Thanks, i will ad comment and privatize free_loop_bounds for now.

Honza
> 
> Thanks,
> Richard.
Richard Guenther - Oct. 31, 2012, 12:30 p.m.
On Wed, 31 Oct 2012, Jan Hubicka wrote:

> > 
> > unroll you mean.  Because unrolling mutates the CFG too much.
> > Well - it was just a starting point, populating -Og with as little
> > as possible and 100% profitable transforms (in both debug and speed
> > metric).  In late opts we only do (early opt queue is shared):
> 
> Well, and what about early cunrolli?

It's not there (and I would disable it for -Og).

Richard.
Jakub Jelinek - Oct. 31, 2012, 12:34 p.m.
On Wed, Oct 31, 2012 at 01:30:02PM +0100, Richard Biener wrote:
> On Wed, 31 Oct 2012, Jan Hubicka wrote:
> > > unroll you mean.  Because unrolling mutates the CFG too much.
> > > Well - it was just a starting point, populating -Og with as little
> > > as possible and 100% profitable transforms (in both debug and speed
> > > metric).  In late opts we only do (early opt queue is shared):
> > 
> > Well, and what about early cunrolli?
> 
> It's not there (and I would disable it for -Og).
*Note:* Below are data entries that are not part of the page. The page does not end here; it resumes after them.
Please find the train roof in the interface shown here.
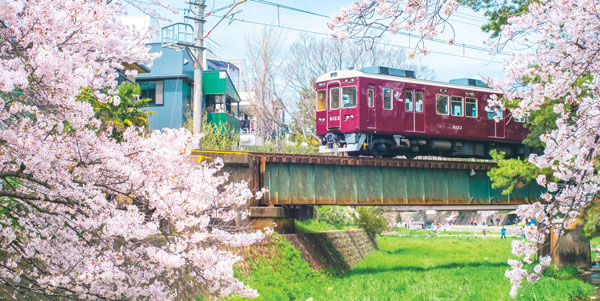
[317,70,502,94]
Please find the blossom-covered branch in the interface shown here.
[327,0,458,57]
[0,0,262,300]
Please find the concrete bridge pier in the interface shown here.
[538,222,592,269]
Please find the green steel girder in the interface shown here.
[263,162,542,205]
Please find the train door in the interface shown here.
[404,90,425,132]
[487,110,505,138]
[367,85,375,129]
[327,82,341,129]
[414,91,425,132]
[404,90,415,132]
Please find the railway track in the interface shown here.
[246,151,496,170]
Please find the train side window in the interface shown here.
[404,91,412,112]
[383,89,394,110]
[450,96,463,116]
[329,87,340,110]
[415,92,423,113]
[317,90,327,111]
[435,94,449,115]
[465,97,477,118]
[342,86,356,108]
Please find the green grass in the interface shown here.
[232,236,594,301]
[295,219,359,233]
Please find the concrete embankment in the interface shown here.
[285,230,377,272]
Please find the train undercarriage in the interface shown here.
[319,133,531,159]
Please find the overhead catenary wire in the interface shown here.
[212,14,502,64]
[249,0,510,55]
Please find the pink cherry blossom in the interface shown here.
[0,0,263,300]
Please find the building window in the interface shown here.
[329,88,340,110]
[465,97,477,118]
[140,81,163,106]
[342,86,356,108]
[404,91,413,112]
[367,89,375,108]
[450,96,463,116]
[415,92,423,113]
[317,90,327,111]
[435,95,448,115]
[383,89,394,110]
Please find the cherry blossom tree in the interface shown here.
[0,0,262,300]
[336,0,600,297]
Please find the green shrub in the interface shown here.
[317,206,357,226]
[356,207,387,234]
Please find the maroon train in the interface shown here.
[316,66,529,158]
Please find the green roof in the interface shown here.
[202,71,240,102]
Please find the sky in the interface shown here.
[129,0,507,81]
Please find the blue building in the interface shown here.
[136,43,240,130]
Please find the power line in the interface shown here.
[212,14,502,64]
[245,0,509,55]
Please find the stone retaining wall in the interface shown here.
[285,230,377,272]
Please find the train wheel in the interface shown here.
[348,151,360,157]
[369,143,387,158]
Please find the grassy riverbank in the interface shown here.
[234,236,594,300]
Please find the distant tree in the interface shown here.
[246,28,290,146]
[457,0,532,38]
[78,82,153,141]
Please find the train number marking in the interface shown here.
[394,91,404,101]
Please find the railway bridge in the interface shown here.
[192,150,590,266]
[192,150,541,214]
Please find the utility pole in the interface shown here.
[188,0,206,141]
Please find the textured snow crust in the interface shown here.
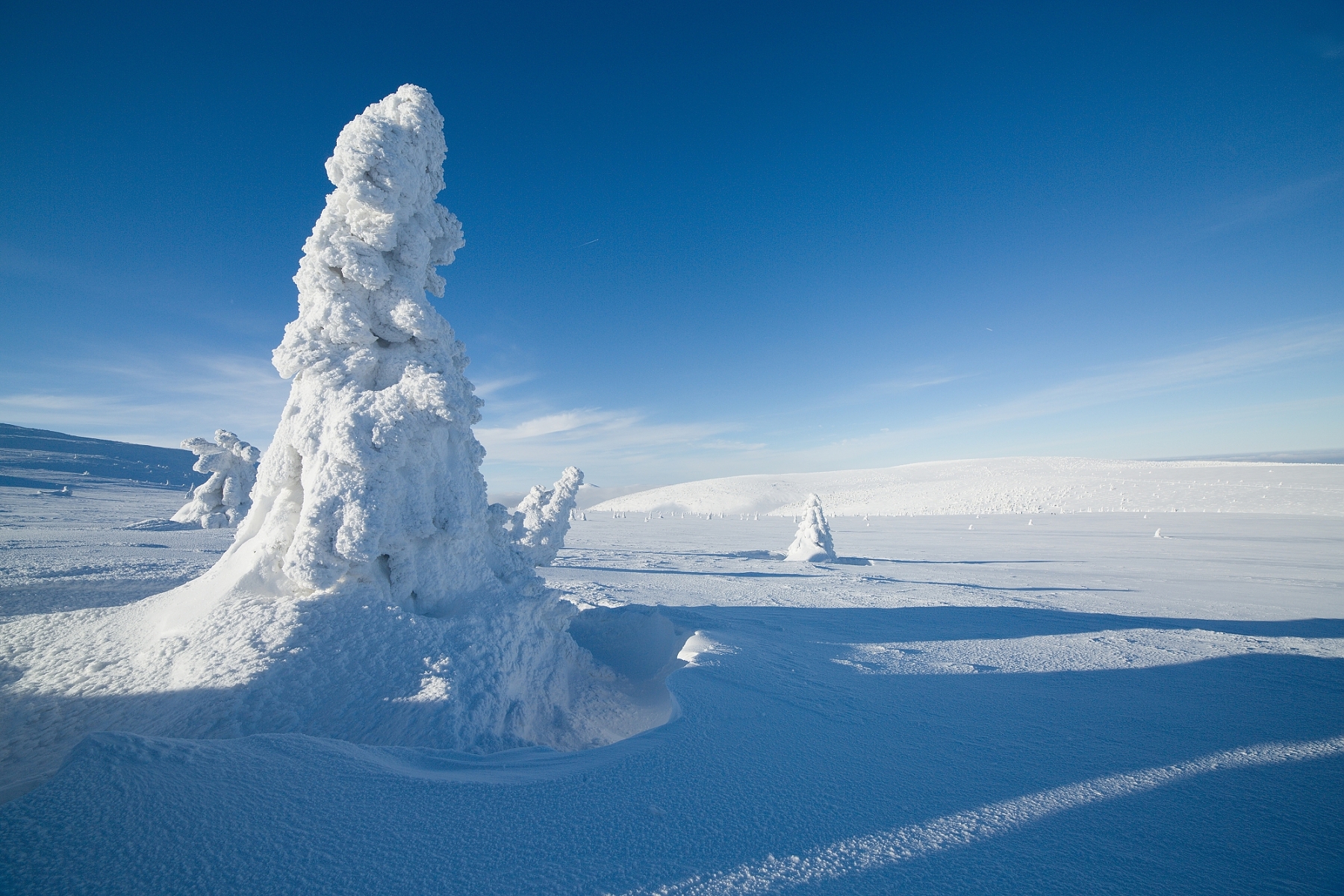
[172,430,261,529]
[783,494,836,563]
[0,86,677,792]
[591,457,1344,518]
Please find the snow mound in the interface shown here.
[172,430,261,529]
[591,457,1344,517]
[0,84,689,792]
[783,494,836,563]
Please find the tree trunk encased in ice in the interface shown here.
[172,430,261,529]
[239,84,541,612]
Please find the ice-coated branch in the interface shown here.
[172,430,261,529]
[785,494,836,563]
[509,466,583,567]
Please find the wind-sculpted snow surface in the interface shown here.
[172,430,261,529]
[0,86,689,790]
[511,466,583,567]
[783,494,836,563]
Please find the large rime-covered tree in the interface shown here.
[246,84,538,612]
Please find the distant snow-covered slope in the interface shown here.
[593,457,1344,516]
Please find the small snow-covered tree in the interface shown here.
[172,430,261,529]
[785,494,836,563]
[509,466,583,567]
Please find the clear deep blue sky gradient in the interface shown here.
[0,3,1344,489]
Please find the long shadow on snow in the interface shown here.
[0,607,1344,893]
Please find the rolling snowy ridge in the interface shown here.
[591,457,1344,516]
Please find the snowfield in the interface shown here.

Generally, most of the loop transforms are undesirable for -Og.

	Jakub
Richard Guenther - Oct. 31, 2012, 12:35 p.m.
On Wed, 31 Oct 2012, Jakub Jelinek wrote:

> On Wed, Oct 31, 2012 at 01:30:02PM +0100, Richard Biener wrote:
> > On Wed, 31 Oct 2012, Jan Hubicka wrote:
> > > > unroll you mean.  Because unrolling mutates the CFG too much.
> > > > Well - it was just a starting point, populating -Og with as little
> > > > as possible and 100% profitable transforms (in both debug and speed
> > > > metric).  In late opts we only do (early opt queue is shared):
> > > 
> > > Well, and what about early cunrolli?
> > 
> > It's not there (and I would disable it for -Og).
> 
> Generally, most of the loop transforms are undesirable for -Og.

Maybe with the exception of un-looping once rolling loops.  But
yes, even loop header copying is undesirable in general.

Richard.
Jan Hubicka - Oct. 31, 2012, 2:05 p.m.
> On Wed, Oct 31, 2012 at 01:30:02PM +0100, Richard Biener wrote:
> > On Wed, 31 Oct 2012, Jan Hubicka wrote:
> > > > unroll you mean.  Because unrolling mutates the CFG too much.
> > > > Well - it was just a starting point, populating -Og with as little
> > > > as possible and 100% profitable transforms (in both debug and speed
> > > > metric).  In late opts we only do (early opt queue is shared):
> > > 
> > > Well, and what about early cunrolli?
> > 
> > It's not there (and I would disable it for -Og).
> 
> Generally, most of the loop transforms are undesirable for -Og.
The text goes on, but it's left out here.